There is an abundance of online, world-famous teachers and speakers with online courses, books, dvd’s, certifications etc. who are sharing their experience. I think it’s great that so much of this information is available to so many and I don’t have a problem with people being paid for their expertise and the work they’ve put into gathering the information they present. There’s certainly value in much of the knowledge they offer.
But somewhere along the way, as spiritual seekers, we need to remember that spiritual growth is not necessarily reflected in the number of degrees or certifications achieved, the amount of money or accolades acquired or the size of the group who follows you. That can become the illusion of the physical world and the ego gratification of money and fame. He who is the richest is not necessarily the most spiritual.
I’ve met teachers in every walk of life in many different cultures who were profoundly wise and generous and had little to no education or money. Actual shamans rarely call themselves that. We sometimes tend to appropriate spiritual practices and terms without the respect, permission or true understanding of the cultural we are borrowing from. This may be out of admiration or perhaps to lend authenticity to our own spiritual practice by adopting the trappings of an ancient lineage or culture. Nothing wrong with learning from spiritual wisdom wherever you find it, but respect and acknowledge the origin and be who you are in this body and lifetime reflecting the culture you picked.
The teachers I’m talking about are living an unassuming spiritual life and usually appear when I least expected them. My interactions were always exactly what I needed at the time. These quiet teachers are all around us, but if you get caught in judging someone’s worth by the appearance of worldly success, you will probably walk right by the Buddha on the street and miss him!
Many years ago, when I lived in Traverse City Michigan, I had an encounter that knocked my ego on its behind. I was working for the local television station as a weather girl/traffic manager, doing community theater in the evenings and always felt like I was failing and not doing enough. My own self-judgement was creating a lot of anxiety in my daily life. Braving an icy, snowstorm I went to get some breakfast before work at my favorite Omelet shop.
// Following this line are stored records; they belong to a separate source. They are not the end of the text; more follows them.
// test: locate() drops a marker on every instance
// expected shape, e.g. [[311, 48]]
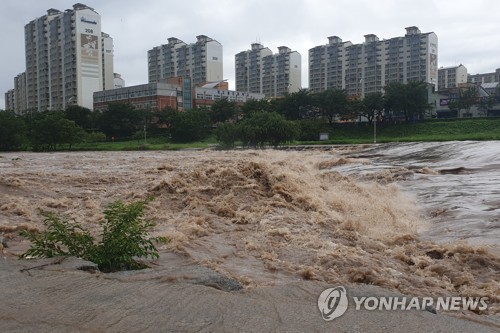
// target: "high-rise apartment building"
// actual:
[[249, 70], [493, 77], [368, 67], [451, 77], [10, 100], [260, 71], [200, 61], [68, 58]]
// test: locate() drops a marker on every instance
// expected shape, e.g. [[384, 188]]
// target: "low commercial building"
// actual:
[[175, 93]]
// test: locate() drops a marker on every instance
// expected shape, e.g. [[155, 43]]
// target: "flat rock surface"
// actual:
[[176, 295]]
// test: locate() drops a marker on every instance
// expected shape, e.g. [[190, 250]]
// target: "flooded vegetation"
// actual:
[[390, 215]]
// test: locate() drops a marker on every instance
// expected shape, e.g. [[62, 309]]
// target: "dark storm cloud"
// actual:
[[467, 31]]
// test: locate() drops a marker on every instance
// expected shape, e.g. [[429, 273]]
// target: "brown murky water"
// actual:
[[267, 217]]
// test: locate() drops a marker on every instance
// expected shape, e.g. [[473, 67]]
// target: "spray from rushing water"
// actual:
[[262, 217]]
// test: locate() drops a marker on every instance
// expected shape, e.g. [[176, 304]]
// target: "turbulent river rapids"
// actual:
[[420, 218]]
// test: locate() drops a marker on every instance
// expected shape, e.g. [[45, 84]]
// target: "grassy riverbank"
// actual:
[[345, 133]]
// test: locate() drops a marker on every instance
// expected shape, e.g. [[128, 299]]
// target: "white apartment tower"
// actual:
[[451, 77], [368, 67], [68, 58], [201, 61], [274, 75], [249, 68]]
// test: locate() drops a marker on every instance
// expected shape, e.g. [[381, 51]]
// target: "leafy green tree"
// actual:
[[222, 111], [81, 116], [372, 104], [261, 128], [467, 98], [13, 131], [254, 105], [486, 103], [333, 103], [227, 134], [120, 120], [123, 239], [296, 105], [189, 126], [408, 99], [51, 129]]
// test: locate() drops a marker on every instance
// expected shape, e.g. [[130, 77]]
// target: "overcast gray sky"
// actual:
[[468, 31]]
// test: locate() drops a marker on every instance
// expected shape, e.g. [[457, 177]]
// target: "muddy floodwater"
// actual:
[[418, 218]]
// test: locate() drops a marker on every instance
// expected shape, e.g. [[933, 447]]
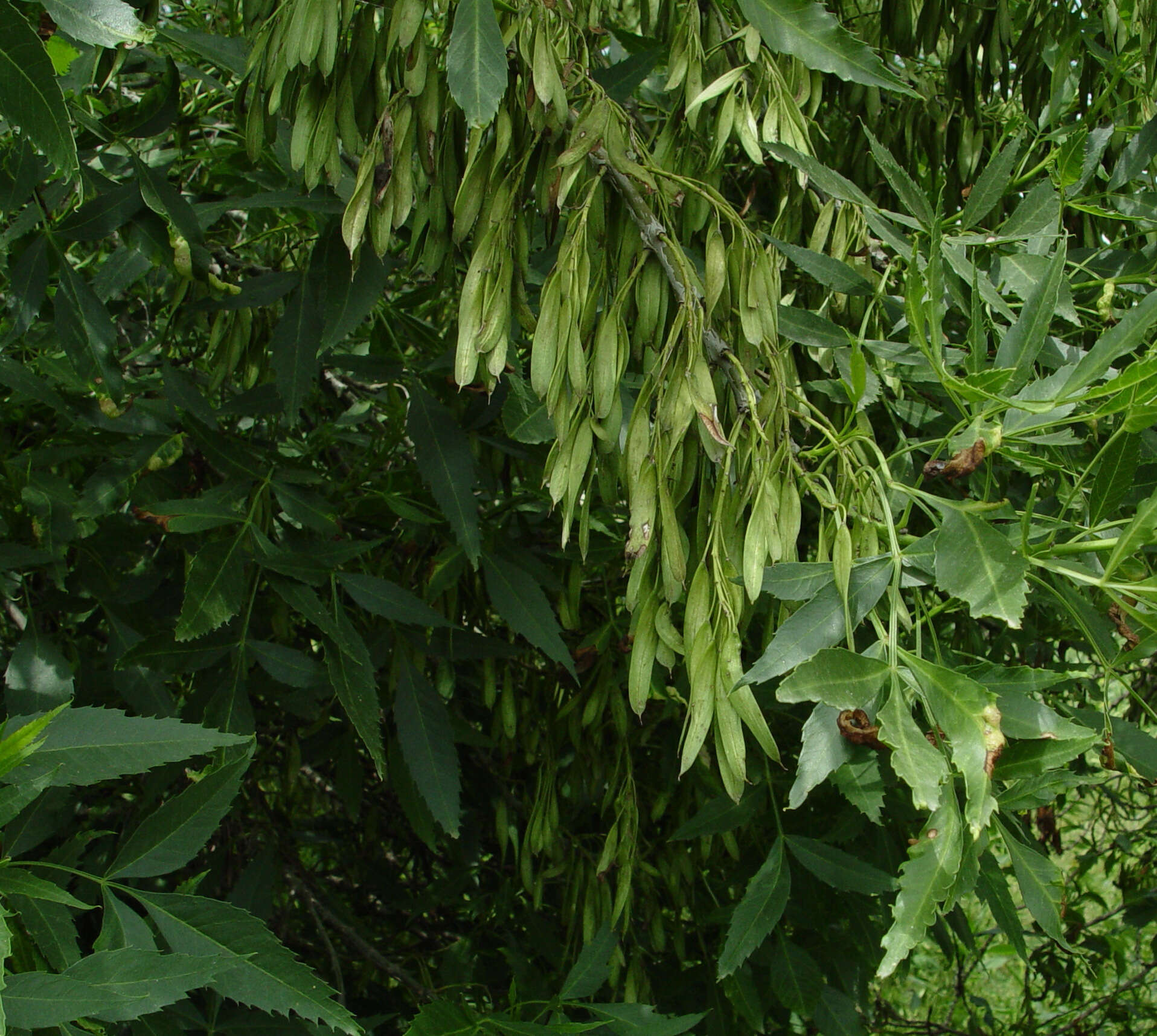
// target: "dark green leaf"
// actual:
[[427, 745], [524, 607], [758, 912], [476, 64]]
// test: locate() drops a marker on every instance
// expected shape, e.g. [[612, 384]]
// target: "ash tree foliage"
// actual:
[[629, 516]]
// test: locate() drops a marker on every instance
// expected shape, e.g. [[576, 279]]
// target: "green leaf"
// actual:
[[993, 888], [447, 466], [100, 22], [981, 567], [1138, 534], [719, 815], [293, 351], [214, 590], [837, 677], [83, 745], [352, 675], [15, 881], [588, 974], [823, 751], [1040, 883], [914, 761], [39, 999], [913, 199], [144, 980], [178, 830], [795, 979], [255, 968], [390, 601], [39, 677], [838, 869], [991, 185], [967, 715], [1025, 338], [427, 745], [1125, 336], [806, 30], [29, 95], [643, 1020], [926, 880], [758, 912], [821, 622], [830, 272], [476, 64], [521, 602]]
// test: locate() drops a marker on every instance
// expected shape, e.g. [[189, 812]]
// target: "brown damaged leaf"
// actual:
[[963, 462], [855, 726]]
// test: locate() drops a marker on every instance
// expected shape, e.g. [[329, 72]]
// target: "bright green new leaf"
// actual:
[[476, 63], [758, 912], [926, 880], [214, 590], [915, 762], [427, 745], [29, 95], [840, 870], [447, 466], [806, 30], [252, 967], [520, 600], [83, 745], [837, 677], [969, 716], [981, 567], [178, 830], [588, 974]]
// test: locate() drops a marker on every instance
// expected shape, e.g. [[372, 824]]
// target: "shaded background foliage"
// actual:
[[243, 489]]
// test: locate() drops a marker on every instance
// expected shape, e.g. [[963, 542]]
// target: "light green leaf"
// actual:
[[427, 745], [1025, 338], [352, 674], [390, 601], [144, 980], [913, 759], [525, 609], [39, 677], [823, 751], [993, 888], [838, 869], [293, 351], [83, 745], [991, 185], [447, 466], [1138, 534], [806, 30], [178, 830], [795, 977], [100, 22], [821, 622], [588, 974], [476, 64], [29, 95], [256, 969], [837, 677], [913, 199], [967, 715], [830, 272], [978, 565], [758, 912], [1040, 883], [1121, 338], [214, 590], [926, 880]]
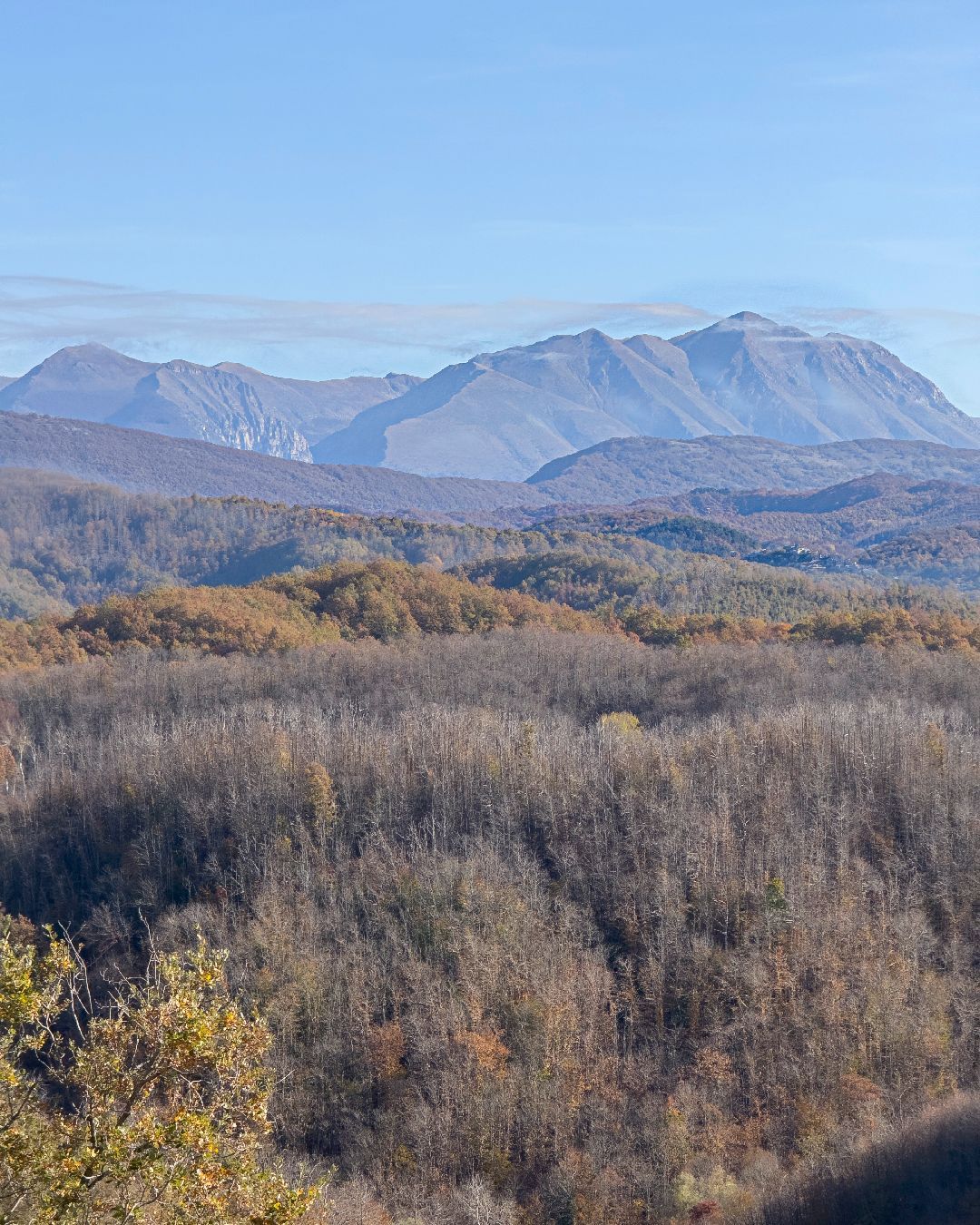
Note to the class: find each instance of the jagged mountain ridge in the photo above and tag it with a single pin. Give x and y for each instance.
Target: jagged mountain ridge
(230, 403)
(615, 472)
(505, 414)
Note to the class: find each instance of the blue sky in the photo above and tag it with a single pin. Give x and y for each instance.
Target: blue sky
(328, 188)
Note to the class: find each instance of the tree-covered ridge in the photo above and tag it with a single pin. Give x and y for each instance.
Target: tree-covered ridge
(381, 599)
(387, 601)
(878, 524)
(147, 1105)
(64, 543)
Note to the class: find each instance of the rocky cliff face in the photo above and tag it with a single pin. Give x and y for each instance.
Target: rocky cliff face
(230, 405)
(504, 414)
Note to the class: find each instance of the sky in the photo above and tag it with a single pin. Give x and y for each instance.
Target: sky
(332, 188)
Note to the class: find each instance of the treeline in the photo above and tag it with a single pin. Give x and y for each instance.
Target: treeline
(389, 601)
(64, 543)
(381, 601)
(549, 927)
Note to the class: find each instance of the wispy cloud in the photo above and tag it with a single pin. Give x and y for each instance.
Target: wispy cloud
(322, 339)
(41, 312)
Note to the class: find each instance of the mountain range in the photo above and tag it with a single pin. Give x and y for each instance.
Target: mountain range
(615, 472)
(504, 416)
(230, 405)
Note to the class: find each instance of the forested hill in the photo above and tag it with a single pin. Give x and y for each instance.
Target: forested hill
(618, 471)
(388, 601)
(139, 459)
(549, 927)
(65, 543)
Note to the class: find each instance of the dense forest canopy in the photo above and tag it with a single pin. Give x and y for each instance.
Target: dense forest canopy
(564, 877)
(549, 927)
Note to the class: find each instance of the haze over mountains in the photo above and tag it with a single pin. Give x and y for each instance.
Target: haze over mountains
(503, 416)
(614, 472)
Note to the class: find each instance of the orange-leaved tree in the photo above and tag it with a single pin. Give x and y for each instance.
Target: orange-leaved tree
(152, 1109)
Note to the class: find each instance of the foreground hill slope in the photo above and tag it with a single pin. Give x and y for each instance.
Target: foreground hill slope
(548, 926)
(230, 403)
(781, 382)
(636, 468)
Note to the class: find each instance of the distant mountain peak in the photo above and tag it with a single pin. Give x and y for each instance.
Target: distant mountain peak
(750, 316)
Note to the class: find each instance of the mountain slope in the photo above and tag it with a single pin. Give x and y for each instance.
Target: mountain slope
(230, 405)
(781, 382)
(84, 381)
(626, 469)
(189, 401)
(615, 472)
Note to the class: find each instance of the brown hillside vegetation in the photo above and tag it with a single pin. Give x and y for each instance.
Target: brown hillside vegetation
(388, 601)
(549, 927)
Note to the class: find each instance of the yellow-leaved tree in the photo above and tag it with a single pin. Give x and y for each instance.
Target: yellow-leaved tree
(152, 1109)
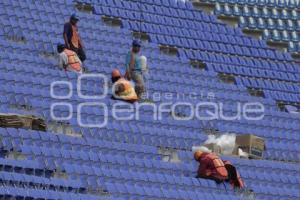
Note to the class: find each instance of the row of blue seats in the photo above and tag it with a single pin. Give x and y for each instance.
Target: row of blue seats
(256, 11)
(269, 3)
(258, 68)
(257, 83)
(291, 76)
(167, 21)
(260, 23)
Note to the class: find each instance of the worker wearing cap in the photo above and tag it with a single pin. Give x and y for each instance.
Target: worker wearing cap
(72, 37)
(68, 59)
(122, 88)
(212, 167)
(134, 68)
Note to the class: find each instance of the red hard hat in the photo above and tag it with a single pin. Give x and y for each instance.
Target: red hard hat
(115, 73)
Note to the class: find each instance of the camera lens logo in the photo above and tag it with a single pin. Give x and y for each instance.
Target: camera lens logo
(91, 113)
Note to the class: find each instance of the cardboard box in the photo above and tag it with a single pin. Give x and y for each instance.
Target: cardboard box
(250, 144)
(213, 147)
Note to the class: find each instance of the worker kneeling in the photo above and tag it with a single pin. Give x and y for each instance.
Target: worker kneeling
(68, 59)
(212, 167)
(122, 88)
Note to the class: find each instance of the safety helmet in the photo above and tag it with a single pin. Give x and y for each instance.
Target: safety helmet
(115, 73)
(197, 155)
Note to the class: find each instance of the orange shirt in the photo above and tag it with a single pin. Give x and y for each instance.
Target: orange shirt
(75, 36)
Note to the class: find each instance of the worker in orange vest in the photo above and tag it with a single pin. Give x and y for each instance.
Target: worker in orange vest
(122, 88)
(68, 59)
(212, 167)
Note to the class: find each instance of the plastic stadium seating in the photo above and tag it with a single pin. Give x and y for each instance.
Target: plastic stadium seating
(282, 16)
(121, 160)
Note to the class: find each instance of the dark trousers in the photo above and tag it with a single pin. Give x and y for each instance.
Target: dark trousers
(79, 52)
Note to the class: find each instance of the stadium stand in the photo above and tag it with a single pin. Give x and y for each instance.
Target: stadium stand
(121, 160)
(276, 21)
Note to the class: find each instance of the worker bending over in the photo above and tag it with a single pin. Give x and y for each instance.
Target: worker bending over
(122, 88)
(212, 167)
(134, 68)
(68, 59)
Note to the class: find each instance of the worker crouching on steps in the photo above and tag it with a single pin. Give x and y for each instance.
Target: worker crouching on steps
(122, 88)
(212, 167)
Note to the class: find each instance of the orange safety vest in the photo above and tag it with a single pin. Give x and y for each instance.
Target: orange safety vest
(129, 93)
(73, 60)
(218, 165)
(75, 37)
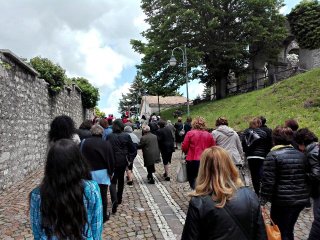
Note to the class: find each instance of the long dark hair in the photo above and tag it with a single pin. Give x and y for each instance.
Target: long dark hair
(61, 127)
(63, 212)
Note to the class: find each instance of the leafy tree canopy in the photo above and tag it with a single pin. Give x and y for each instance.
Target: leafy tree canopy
(99, 113)
(217, 34)
(89, 95)
(52, 73)
(304, 21)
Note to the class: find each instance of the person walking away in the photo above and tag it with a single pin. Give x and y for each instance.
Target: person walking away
(84, 130)
(179, 134)
(268, 131)
(255, 146)
(228, 139)
(315, 228)
(62, 127)
(135, 140)
(284, 182)
(187, 125)
(107, 130)
(124, 152)
(67, 203)
(293, 124)
(172, 129)
(150, 150)
(153, 124)
(100, 157)
(166, 146)
(308, 143)
(195, 142)
(220, 207)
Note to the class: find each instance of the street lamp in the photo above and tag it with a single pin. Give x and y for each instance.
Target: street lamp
(173, 62)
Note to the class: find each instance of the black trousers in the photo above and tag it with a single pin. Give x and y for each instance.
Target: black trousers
(192, 172)
(285, 217)
(104, 197)
(117, 184)
(150, 170)
(255, 166)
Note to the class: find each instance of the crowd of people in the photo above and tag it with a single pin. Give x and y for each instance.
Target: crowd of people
(84, 164)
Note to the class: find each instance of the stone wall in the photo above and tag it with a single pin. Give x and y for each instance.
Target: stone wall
(309, 59)
(26, 110)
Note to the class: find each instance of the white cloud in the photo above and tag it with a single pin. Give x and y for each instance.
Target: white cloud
(113, 100)
(88, 38)
(195, 89)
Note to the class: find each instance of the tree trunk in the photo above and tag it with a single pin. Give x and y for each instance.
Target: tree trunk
(221, 88)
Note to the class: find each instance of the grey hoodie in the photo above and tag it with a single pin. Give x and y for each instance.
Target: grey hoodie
(228, 139)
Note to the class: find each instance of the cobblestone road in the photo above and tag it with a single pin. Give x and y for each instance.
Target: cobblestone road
(148, 211)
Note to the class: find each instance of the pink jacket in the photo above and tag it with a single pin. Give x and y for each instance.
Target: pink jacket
(195, 142)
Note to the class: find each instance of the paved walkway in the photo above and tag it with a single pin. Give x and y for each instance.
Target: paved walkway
(148, 211)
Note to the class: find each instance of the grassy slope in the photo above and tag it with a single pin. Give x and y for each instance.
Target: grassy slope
(277, 103)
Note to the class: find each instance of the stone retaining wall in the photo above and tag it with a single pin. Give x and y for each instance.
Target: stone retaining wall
(26, 110)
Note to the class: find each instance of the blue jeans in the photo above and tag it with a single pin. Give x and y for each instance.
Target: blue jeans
(192, 172)
(285, 217)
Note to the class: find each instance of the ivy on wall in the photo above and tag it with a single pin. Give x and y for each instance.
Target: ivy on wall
(304, 21)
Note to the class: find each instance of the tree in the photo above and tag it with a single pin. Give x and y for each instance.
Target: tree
(89, 94)
(217, 34)
(52, 73)
(304, 21)
(99, 113)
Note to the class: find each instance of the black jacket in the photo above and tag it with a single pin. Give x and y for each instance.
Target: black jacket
(205, 221)
(98, 153)
(284, 181)
(165, 140)
(315, 229)
(255, 142)
(83, 133)
(123, 148)
(313, 168)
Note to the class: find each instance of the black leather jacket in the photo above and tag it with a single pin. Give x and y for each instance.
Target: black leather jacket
(284, 181)
(315, 229)
(205, 221)
(313, 168)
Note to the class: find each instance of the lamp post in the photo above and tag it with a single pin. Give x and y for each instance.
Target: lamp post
(173, 62)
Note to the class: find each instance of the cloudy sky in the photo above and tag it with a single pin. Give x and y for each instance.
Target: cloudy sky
(88, 38)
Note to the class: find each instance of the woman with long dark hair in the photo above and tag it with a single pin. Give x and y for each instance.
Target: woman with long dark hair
(220, 207)
(67, 204)
(63, 127)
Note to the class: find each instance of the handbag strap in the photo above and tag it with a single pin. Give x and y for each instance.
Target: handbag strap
(236, 221)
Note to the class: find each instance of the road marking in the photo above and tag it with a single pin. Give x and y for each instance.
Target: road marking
(166, 195)
(160, 220)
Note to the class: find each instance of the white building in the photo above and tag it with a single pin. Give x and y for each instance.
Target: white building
(149, 104)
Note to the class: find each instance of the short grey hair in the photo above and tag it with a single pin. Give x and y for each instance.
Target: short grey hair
(128, 129)
(96, 130)
(146, 128)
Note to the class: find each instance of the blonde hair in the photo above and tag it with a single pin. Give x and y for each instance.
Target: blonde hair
(199, 123)
(217, 175)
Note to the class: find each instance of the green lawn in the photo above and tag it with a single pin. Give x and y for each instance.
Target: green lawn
(297, 97)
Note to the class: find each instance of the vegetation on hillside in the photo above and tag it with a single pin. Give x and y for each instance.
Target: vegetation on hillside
(304, 22)
(297, 97)
(216, 35)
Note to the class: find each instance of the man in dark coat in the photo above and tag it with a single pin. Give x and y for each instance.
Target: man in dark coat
(150, 149)
(100, 157)
(166, 145)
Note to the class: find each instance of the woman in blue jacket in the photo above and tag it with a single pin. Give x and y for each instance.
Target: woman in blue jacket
(67, 204)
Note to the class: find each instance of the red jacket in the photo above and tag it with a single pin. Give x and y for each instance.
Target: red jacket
(195, 142)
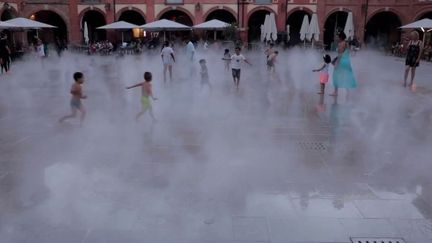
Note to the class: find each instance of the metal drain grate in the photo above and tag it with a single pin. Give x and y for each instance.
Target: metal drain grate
(377, 240)
(312, 145)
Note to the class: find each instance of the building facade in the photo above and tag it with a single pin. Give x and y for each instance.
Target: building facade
(374, 20)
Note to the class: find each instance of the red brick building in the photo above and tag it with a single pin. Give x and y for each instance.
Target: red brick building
(373, 19)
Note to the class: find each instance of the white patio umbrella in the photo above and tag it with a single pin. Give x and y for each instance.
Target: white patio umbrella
(86, 38)
(304, 28)
(213, 24)
(313, 32)
(164, 25)
(273, 27)
(119, 25)
(424, 24)
(5, 25)
(349, 27)
(267, 28)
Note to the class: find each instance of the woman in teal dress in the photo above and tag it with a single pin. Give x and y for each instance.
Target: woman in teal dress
(343, 75)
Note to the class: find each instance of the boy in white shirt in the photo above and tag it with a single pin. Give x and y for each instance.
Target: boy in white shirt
(236, 62)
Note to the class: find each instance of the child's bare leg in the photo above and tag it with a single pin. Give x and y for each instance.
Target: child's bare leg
(72, 115)
(152, 114)
(170, 71)
(140, 114)
(412, 75)
(322, 89)
(165, 70)
(83, 114)
(335, 93)
(406, 75)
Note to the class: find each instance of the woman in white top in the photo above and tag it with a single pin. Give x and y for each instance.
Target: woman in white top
(168, 59)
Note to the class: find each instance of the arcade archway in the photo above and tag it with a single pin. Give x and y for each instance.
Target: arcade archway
(133, 17)
(295, 21)
(334, 24)
(426, 15)
(94, 19)
(254, 24)
(428, 37)
(382, 30)
(49, 35)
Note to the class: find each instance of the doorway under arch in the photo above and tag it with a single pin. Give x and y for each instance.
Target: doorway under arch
(382, 30)
(254, 24)
(49, 35)
(94, 19)
(295, 21)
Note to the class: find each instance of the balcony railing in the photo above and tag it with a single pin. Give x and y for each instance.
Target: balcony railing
(91, 1)
(173, 2)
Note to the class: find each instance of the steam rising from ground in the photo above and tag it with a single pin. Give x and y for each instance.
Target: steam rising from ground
(210, 153)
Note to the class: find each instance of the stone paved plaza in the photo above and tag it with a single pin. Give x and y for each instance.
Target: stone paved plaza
(273, 162)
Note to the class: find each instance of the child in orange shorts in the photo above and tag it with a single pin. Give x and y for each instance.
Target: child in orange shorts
(324, 73)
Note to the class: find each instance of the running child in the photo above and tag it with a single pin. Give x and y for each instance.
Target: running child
(77, 96)
(204, 74)
(324, 73)
(227, 59)
(146, 94)
(237, 59)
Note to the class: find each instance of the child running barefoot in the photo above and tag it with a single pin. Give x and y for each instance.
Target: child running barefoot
(146, 93)
(324, 72)
(237, 59)
(227, 59)
(77, 96)
(204, 74)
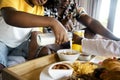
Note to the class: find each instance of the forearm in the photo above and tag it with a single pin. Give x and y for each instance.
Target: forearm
(25, 20)
(101, 47)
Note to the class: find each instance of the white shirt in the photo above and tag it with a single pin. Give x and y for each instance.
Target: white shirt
(13, 36)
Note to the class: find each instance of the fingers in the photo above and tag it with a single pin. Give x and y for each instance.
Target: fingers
(61, 38)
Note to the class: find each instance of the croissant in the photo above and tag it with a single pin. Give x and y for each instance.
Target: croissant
(111, 64)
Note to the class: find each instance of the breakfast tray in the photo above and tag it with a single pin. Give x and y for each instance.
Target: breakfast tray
(30, 70)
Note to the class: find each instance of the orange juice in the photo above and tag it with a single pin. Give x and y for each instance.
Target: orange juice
(79, 33)
(77, 47)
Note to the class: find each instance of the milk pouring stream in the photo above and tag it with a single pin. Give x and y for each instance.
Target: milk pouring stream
(49, 38)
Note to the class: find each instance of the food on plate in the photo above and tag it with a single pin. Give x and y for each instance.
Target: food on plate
(68, 55)
(83, 67)
(59, 70)
(109, 70)
(111, 64)
(60, 66)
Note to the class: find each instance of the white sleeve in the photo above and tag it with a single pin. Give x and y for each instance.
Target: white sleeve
(101, 47)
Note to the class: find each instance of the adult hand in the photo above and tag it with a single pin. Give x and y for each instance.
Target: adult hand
(59, 31)
(68, 24)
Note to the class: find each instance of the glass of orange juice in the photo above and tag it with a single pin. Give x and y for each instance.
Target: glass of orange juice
(78, 47)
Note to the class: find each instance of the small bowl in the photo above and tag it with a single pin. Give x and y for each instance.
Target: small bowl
(84, 57)
(68, 55)
(60, 70)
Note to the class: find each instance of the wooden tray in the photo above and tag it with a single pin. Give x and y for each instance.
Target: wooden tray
(29, 70)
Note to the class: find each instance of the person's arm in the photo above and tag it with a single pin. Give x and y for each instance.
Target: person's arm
(96, 26)
(26, 20)
(101, 47)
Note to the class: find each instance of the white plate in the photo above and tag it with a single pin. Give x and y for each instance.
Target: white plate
(44, 75)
As I read the paper and relished my hot coffee and breakfast, my attention was drawn by a raggedy woman sitting at a table next to me. She had grey hair braided into a bun with wispy straggles framing her wrinkled face. She was loudly engaged in an intense conversation with the empty chair across from her. Customers were furtively glancing at her in embarrassment and hurrying to finish their food and leave. I started to eavesdrop on her conversation and I heard her say, “I don’t think she will listen to me. She’s never happy with what she’s got!” She cocked her head to the side to hear the response and said with a sigh., “Okay …I’ll try!”
When I headed to the counter to pay my bill, I noticed she got up and stood behind me. I asked the cashier to let me pay for her breakfast as well and she said, “Oh, that’s nice of you, but we feed Elizabeth every morning.” After I paid, I turned around and handed the woman the change. I looked up into her eyes and saw clear blue eyes, sparkling with humor and wisdom. She embraced me and in a crisp English accent whispered in my ear, “Doest thou think I am a charity case my dear?” Flustered, I blurted out “No, not at all (I did) I just wanted to help!” She took my hand and said, “We all need charity, even you. Remember where it begins.” She smiled, turned and walked out the door into the blizzard. I looked at the cashier who smiled at me and shook her head. “Remarkable, isn’t she?”
As I headed off into the storm to my job at the T.V. station, I felt altered somehow by the brief encounter. Where did that voice come from? She didn’t seem stressed or uncomfortable with her position in life. Yet I and all in the restaurant were embarrassed about it. I felt compelled to help her but she helped me.
I reflected on the phrase charity begins at home. I looked up the definition of Charity and what stood out to me was kindness, goodwill, compassion and tenderness toward others. These were all things I was not giving to myself. Charity begins at home had a different meaning to me after that. If we don’t have these attributes for ourselves how can we pass it on to the rest of the world? Charity would simply be sympathy and judgement not compassion.
The most unlikely of teachers taught me an important lesson about self-love and then tightly clutching her tattered coat, disappeared into a white wall of snow. Pay attention to the least of those around you. You never know where wisdom will come from or how spirit will choose to get you to listen to the truth.